In Laos, An Invisible Minority Is Finding Its Voice

The predominantly-Buddhist country has made progress in recognizing its emerging LGBT community.
Devotees splash water on Buddhist monks during the Songkran festival in Luang Prabang, Laos, in April 2008. Homosexuality is
Devotees splash water on Buddhist monks during the Songkran festival in Luang Prabang, Laos, in April 2008. Homosexuality is not criminalized in the communist country, but laws and policies are silent on LGBT issues.

This is the ninth part of a 10-part series on LGBT rights in Southeast Asia, which uncovers the challenges facing the LGBT community in the region and highlights the courageous work of activists there.


If there is one word to describe the LGBT community in Laos, the landlocked nation sandwiched between Thailand and Vietnam, it might just be “invisible.”

Laos, like Vietnam, is one of the world's few remaining communist states. And, like its neighbor, it has been strictly ruled by its communist government since 1975.

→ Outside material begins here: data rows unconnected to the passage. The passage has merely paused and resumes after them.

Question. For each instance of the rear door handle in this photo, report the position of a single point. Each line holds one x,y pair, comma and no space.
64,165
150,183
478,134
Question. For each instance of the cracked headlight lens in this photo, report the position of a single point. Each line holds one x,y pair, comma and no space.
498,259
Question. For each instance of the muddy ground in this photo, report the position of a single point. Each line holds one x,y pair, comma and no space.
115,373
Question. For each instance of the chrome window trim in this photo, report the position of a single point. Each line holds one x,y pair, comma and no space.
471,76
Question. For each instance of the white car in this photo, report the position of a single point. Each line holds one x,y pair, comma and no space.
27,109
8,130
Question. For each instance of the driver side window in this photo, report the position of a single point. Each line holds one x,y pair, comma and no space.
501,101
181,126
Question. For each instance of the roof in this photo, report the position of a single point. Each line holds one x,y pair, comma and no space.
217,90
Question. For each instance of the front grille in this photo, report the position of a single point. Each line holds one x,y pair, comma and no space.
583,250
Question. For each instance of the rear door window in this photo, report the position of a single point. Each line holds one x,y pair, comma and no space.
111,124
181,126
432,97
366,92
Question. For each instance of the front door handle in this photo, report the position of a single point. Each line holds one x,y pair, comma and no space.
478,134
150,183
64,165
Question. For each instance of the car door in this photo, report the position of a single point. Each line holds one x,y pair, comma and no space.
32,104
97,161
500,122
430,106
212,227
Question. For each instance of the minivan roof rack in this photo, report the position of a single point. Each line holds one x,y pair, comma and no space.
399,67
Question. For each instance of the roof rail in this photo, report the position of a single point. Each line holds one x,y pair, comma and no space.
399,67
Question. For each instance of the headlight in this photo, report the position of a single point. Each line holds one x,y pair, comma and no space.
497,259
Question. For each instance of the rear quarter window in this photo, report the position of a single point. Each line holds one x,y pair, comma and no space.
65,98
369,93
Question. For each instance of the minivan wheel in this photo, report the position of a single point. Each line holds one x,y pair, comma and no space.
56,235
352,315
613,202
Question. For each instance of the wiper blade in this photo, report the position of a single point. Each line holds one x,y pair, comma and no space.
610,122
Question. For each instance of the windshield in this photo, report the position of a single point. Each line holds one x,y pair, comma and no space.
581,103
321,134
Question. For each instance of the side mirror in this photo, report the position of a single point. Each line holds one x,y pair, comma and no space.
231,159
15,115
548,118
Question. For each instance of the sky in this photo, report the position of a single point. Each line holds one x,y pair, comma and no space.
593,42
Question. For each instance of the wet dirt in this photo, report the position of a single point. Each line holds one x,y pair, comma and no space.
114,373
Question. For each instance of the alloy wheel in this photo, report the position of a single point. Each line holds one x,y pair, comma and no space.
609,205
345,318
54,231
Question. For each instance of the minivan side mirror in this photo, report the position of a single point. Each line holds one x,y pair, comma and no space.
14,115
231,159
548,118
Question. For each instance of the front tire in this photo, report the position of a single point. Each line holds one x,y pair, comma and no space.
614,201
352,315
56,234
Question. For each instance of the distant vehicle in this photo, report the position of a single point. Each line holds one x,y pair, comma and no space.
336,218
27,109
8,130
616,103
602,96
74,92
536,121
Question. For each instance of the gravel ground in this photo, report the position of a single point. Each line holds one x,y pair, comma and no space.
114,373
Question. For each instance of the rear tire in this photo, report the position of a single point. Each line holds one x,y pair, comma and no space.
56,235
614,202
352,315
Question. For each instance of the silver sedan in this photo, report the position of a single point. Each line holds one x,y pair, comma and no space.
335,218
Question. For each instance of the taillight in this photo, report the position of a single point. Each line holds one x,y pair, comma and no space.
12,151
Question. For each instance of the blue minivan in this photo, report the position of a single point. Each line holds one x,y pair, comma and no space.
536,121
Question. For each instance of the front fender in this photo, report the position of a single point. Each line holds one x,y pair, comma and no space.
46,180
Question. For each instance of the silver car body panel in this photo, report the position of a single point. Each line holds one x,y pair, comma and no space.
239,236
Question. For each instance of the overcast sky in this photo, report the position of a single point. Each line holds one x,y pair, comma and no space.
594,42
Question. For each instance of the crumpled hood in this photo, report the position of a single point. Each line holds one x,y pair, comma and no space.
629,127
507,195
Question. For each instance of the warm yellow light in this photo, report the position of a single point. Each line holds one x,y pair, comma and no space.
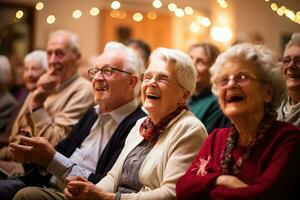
194,27
76,14
188,10
204,21
179,12
114,13
94,11
137,17
172,7
280,12
115,5
274,6
51,19
157,3
152,15
19,14
221,34
39,6
122,15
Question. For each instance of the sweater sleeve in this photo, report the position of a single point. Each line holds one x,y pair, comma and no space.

The country, which is predominantly Buddhist, has been condemned in recent years for its abysmal human rights record. The Department of State said in 2013 that “societal discrimination based on sexual orientation and against persons with HIV/AIDS” was prevalent, among other abuses of human rights.

Activists say finding a safe space for discourse about LGBT issues has been challenging given this political environment. “‘LGBT’ is still abstract terminology, yet to be clearly identified to the eyes and ears of the public,” Anan Bouapha, who is often referred to as the leader of the country's nascent LGBT movement, tells The Huffington Post.

Still, there has been limited progress in recognizing the LGBT community. 

The government has taken steps in recent years to include gay men and transgender people in its National Strategy And Action Plan for HIV/AIDS prevention. A few awareness-raising events, including the country’s first gay pride event in 2012, and its first ever International Day Against Homophobia, Transphobia and Biphobia held earlier this year, also hint at a slight moving of the needle.

“Many people might think that Laos is conservative and extremely close-minded when it comes to LGBT issues. Realistically, our culture and mentality seem to be quite open-minded to people from all walks of life,” Bouapha says. “I have seen many transgender people wearing traditional costumes to temples, attending traditional ceremonies and some gay students expressing his identity among his peers and teachers.”

Homosexuality is not criminalized in Laos. The country’s laws, however, are silent on LGBT rights.

Bouapha says increasing the visibility of the LGBT community is the “most essential” step to furthering progress.

“Only then can we can start talking about equal access to proper education, employment with no discrimination and stigma," he says, "and the path to meaningful participation in national development.”